例えば世帯年収600万円・頭金500万円の場合、借入可能額3,400万円+頭金500万円=3,900万円。ここから諸費用390万円を引くと、土地+建物の予算は約3,500万円になります。
ステップ3:土地代と建築費の配分を決める
土地と建物の予算配分は「3:7」が一般的な目安です。予算3,500万円なら、土地に約1,050万円、建物に約2,450万円という計算です。ただし首都圏では土地代が高いため「4:6」や「5:5」になることもあります。

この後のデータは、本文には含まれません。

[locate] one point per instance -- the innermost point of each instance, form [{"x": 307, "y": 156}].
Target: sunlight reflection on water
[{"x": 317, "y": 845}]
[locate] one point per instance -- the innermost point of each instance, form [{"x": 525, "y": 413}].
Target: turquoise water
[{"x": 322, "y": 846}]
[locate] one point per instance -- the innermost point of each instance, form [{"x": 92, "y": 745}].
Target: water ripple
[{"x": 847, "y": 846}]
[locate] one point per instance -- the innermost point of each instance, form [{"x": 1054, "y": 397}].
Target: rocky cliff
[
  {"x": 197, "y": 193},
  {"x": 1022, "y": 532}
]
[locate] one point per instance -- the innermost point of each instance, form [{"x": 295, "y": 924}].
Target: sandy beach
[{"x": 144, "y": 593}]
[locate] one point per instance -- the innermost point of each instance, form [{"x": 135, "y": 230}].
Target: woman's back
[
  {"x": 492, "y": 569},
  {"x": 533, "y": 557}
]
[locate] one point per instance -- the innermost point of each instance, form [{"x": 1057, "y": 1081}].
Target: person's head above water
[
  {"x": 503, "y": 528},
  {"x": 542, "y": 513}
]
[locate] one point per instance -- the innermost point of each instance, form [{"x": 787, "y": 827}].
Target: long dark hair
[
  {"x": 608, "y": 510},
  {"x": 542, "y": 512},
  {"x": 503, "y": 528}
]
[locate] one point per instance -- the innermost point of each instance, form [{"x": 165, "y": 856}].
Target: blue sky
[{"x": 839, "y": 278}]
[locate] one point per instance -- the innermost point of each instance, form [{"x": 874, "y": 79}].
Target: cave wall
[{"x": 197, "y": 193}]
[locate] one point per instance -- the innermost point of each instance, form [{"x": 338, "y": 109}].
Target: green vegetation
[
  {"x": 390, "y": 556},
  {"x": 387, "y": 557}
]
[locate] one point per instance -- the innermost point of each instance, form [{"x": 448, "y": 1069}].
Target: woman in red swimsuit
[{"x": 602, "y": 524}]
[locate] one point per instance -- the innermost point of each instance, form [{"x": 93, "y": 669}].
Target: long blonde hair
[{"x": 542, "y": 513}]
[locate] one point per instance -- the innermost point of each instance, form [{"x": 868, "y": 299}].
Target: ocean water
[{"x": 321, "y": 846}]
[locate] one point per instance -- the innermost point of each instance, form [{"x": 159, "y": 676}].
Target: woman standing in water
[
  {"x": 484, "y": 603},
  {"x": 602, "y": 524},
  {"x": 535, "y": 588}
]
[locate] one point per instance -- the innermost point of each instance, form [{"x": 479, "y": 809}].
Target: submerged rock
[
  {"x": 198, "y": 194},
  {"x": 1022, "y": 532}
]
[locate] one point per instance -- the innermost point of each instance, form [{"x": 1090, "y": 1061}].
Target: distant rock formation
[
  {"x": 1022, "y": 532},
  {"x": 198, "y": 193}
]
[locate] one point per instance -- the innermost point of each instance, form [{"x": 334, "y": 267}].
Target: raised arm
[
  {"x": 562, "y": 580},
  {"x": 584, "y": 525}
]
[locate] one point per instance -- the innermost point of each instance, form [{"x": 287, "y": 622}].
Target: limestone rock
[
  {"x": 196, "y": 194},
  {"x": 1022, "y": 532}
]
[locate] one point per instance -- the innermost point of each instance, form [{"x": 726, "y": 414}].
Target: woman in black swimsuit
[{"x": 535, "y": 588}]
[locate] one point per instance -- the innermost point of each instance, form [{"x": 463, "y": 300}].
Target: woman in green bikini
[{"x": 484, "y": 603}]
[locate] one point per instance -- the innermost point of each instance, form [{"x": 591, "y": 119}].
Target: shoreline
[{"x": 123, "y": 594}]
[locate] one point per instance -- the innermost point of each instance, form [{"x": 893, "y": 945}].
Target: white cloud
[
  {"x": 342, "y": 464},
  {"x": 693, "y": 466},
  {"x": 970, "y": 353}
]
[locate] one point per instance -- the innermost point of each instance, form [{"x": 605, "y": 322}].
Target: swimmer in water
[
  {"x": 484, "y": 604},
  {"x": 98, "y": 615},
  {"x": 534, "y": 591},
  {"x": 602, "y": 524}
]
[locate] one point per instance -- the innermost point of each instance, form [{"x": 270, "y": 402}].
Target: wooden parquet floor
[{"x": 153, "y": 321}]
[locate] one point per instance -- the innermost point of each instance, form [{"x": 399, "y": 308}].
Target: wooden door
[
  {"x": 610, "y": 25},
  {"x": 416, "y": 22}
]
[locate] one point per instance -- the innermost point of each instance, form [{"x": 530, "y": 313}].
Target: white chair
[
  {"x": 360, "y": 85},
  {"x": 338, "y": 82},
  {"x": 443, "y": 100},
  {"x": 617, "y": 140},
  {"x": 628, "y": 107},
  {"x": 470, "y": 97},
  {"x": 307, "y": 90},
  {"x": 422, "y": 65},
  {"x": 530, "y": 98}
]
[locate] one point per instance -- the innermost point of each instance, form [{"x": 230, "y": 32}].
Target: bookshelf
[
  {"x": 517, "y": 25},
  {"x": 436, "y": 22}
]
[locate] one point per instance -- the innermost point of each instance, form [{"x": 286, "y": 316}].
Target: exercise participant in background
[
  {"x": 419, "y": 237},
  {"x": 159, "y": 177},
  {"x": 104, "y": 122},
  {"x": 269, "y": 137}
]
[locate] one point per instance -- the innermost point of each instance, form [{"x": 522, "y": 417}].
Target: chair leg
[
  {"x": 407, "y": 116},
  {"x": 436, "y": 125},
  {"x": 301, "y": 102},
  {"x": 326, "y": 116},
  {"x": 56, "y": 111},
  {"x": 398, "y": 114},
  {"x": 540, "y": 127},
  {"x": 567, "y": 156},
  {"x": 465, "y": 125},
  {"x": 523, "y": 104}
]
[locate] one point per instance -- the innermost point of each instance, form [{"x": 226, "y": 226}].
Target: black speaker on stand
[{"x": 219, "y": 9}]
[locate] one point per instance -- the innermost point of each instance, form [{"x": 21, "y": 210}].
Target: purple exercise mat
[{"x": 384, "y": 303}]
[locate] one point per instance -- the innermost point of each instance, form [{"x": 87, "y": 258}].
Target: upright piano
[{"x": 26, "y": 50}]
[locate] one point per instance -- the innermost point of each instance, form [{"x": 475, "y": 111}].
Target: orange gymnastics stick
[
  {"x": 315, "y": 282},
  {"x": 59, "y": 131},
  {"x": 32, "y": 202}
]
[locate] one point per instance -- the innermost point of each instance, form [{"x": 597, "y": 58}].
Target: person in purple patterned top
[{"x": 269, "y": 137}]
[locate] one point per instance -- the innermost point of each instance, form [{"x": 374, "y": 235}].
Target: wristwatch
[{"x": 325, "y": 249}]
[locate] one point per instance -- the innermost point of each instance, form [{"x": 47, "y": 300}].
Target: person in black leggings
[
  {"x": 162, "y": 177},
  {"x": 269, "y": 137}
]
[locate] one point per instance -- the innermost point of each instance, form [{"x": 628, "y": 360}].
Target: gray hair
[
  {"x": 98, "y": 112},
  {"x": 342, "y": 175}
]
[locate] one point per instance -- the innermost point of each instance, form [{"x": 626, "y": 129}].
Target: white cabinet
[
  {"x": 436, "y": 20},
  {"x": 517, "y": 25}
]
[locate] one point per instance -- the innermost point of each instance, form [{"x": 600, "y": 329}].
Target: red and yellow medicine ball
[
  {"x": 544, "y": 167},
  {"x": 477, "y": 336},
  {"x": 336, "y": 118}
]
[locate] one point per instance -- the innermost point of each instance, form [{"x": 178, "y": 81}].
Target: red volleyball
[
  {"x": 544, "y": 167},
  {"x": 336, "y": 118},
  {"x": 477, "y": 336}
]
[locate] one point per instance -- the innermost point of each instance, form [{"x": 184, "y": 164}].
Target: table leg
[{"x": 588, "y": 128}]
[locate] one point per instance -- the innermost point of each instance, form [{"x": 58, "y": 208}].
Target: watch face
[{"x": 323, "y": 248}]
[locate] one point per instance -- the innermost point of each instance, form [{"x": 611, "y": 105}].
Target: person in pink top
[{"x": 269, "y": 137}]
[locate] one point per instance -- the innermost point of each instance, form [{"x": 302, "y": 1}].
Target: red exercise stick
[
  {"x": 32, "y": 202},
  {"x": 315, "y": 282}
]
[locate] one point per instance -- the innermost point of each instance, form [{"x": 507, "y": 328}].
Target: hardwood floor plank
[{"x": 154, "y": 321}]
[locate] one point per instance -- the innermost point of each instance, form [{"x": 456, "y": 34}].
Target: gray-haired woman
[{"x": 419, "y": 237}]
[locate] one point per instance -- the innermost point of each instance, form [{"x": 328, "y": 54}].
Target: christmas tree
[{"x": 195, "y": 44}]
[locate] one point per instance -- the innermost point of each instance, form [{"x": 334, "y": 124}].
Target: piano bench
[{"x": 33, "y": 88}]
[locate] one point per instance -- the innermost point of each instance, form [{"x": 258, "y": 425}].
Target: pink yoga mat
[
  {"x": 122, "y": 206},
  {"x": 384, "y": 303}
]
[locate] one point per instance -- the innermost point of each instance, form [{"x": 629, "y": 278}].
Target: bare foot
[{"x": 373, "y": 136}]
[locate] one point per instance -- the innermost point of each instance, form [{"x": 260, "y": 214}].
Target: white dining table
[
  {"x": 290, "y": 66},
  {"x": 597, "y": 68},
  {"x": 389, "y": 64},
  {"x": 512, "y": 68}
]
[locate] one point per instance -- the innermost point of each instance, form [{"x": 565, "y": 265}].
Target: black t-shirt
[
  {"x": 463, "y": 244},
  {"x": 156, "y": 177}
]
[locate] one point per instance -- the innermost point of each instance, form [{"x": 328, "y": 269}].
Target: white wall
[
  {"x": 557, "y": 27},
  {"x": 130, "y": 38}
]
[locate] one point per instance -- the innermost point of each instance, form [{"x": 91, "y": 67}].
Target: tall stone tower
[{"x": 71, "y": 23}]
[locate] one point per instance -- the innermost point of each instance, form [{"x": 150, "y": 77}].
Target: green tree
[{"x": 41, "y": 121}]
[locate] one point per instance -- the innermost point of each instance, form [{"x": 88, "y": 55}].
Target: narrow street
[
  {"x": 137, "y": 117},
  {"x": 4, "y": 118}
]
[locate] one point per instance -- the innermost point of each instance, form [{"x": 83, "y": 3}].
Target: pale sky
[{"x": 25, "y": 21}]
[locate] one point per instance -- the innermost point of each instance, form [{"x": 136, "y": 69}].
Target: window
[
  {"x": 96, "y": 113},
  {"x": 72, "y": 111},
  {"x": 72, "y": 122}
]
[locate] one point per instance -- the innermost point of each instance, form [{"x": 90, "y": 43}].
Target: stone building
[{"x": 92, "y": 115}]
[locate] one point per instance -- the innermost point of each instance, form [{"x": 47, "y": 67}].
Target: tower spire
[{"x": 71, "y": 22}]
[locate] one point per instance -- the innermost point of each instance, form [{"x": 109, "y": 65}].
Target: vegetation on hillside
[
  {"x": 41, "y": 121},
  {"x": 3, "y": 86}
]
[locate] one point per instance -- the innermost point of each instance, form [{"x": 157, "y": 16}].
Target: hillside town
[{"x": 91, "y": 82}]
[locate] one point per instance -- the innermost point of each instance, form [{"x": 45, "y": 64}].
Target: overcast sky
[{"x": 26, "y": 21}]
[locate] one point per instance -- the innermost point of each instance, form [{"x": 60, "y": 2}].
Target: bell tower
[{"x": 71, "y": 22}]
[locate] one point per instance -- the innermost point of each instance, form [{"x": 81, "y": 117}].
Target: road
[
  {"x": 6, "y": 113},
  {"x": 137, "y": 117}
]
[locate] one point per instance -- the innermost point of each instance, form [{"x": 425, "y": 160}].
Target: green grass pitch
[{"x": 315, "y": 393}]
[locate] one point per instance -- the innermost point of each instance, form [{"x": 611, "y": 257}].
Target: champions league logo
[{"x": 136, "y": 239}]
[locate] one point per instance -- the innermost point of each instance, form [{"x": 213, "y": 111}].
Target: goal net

建物にこだわりたい場合は土地のエリアを広げてコストを抑え、逆に立地重視なら建物の仕様をシンプルにするなど、トレードオフを意識して配分を決めましょう。
注文住宅の相場に関するよくある質問
まとめ|注文住宅の相場を把握して後悔のない家づくりを
注文住宅の相場は全国平均で建築費約3,900万円(坪単価109万円)です。土地代・諸費用を含めると、首都圏では7,000万円台、地方では5,000万円台が目安になります。
ただし相場はあくまで平均値です。同じ坪数・同じエリアでも、ハウスメーカーによって数百万円の差が出ます。複数社の見積もりを比較することが、適正価格で理想の家を建てる最も確実な方法です。